Oleh: Muhammad Abu Nadlir
Namun, saat ini event kemerdekaan Indonesia merupakan (mungkin untuk sementara atau sebagian orang) sebuah hal yang diambil secara tersirat. Maksudnya, rakyat Indonesia hanya tahu bahwa pada tanggal 17 Agustus itu adalah hari kemenangan Indonesia atas kemerdekaannya, yang hanya cukup diperingati dengan cara mengibarkan bendera baik di rumah maupun jalan-jalan, menghias kampung dan desa dengan beraneka ragam variasi, dengan upacara bendera atau apel pagi dan sekaligus dengan adanya lomba-lomba yang meriah setelahnya. Semua itu seperti sudah menjadi hal yang biasa bagi masyarakat Indonesia.
Mungkin, anggapan yang ada dibenak mereka mengatakan bahwa inilah bukti rasa nasionalisme dan terima kasih kepada negara Indonesia dan bahwa saat ini bukanlah masa berjuang lagi seperti yang dilakukan oleh nenek moyang kita, cukup memperingati, menghormati dan ikut merasa memiliki sudah menunjukkan wujud rasa kecintaan kita terhadap para pejuang bangsa dan negara Indonesia.

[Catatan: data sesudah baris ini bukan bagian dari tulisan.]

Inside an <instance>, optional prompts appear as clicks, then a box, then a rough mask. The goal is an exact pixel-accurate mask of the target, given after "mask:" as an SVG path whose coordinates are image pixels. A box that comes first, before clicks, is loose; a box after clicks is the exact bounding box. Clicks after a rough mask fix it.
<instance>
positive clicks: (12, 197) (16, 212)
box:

Revolusi belum berakhir. Begitulah kutipan pidato Soekarno ketika menyampaikan Amanat kenegaraan terakhirnya sebagai Presiden Replubik Indonesia pada Ulang Tahun Peoklamasi Kemerdekaan Indonesia ke-21 di Jakarta.
Apa yang dikatakan Bung Karno memang benar, apalagi melihat masa depan Indonesia yang akan kita hadapi, sudahlah mulai menampakkan gejala-gejala yang menunjukkan akan datangnya masa yang lebih berat. Berat disini bukan saja oleh karena gejala-gejala dari luar yang memang dengan adanya globalisasi telah menunjukkan akan tambahnya gangguan imperalisme kepada kita sebagai bangsa dan negara, tetapi juga oleh dari dalam, bisa dilihat dengan terjadinya revolusi-revolusi baru yang keluar dari orang-orang dan hal-hal yang “anti”, mulai dari yang radikal, terang-terangan maupun sembunyi-sembunyi.
Bukti bahwa revolusi belum berakhir bisa kita ketahui dengan adanya pertentangan yang tidak habis-habisnya antara pemerintah dan oposisi; pertentangan antara partai dengan partai; pertentangan antara golongan dengan golongan. Dan kenarin ketika maraknya Pemilihan
Umum, negara kita berubah menjadi arena pertarungan politik dan adu kekuatan. Nafsu individualisme dan egoisme meraja lela, nafsu serang-menyerang memasuki konsep pikiran rakyat Indonesia dengan berusaha menonjolkan kebenaran sendiri, nafsu berontak-memberontak melawan pusat dan mereka mulai keblinger dengan “demokrasi” yang menjadikan nilai-nilai sejarah nasionalisme para pejuang negara hilang.
Menoleh Ke Sejarah
Persoalan diatas tidak akan terjadi bila kita selaku bangsa Indonesia mengetahui bahwa nasionalisme merupakan pilar utama dalam berbangsa dan bernegara. Sebuah negara yang tidak ditopang dengan pilar nasionalisme yang kokoh, akan menjadi rapuh, kemudian runtuh, dan akhirnya tinggal sejarah. Kejayaan Bangsa Romawi, Mesir Kuno, Yunani Kuno, Mongol, Andalusia, Ottoman, Majapahit, Sriwijaya, Gowa, dan Mataram, kini hanya tinggal kenangan yang bisa kita ketahui melalui buku sejarah dan sisa-sisa peninggalannya. Tentu kita tidak berharap Republik Indonesia yang tercinta ini mengalami nasib yang sama dengan bangsa-bangsa pendahulunya itu.
Bagaimana solusinya? Maka sejarah lah senjata yang paling pamungkas untuk menumbuhkan rasa nasionalisme kita sebgai bangasa Indonesia, dengan melihat, mengetahui sejarah dan sekaligus menjadikannya panutan akan menjadikan kita bekerja terus dan berjuang terus untuk mewujudkan revolusi yang lebih baik dari sebelumnya.
Karena Indonesia bila diibaratkan seperti perahu yang mengarungi samudra tofan yang amat dahsyat, dan sejarah adalah samudra yang dahsyat itu. Bila kita mengenal sejarah maka kesimbangan suatu negara, kesatuan dan nasionalismenya akan menjadi kokoh dan tidak akan pernah rapuh
Dan dengan menolehkan pandangan kita lebih jauh lagi ke sejarah, maka kita kan menjadi mawas diri untuk menghadapi permasalahan bangasa yang akan datang.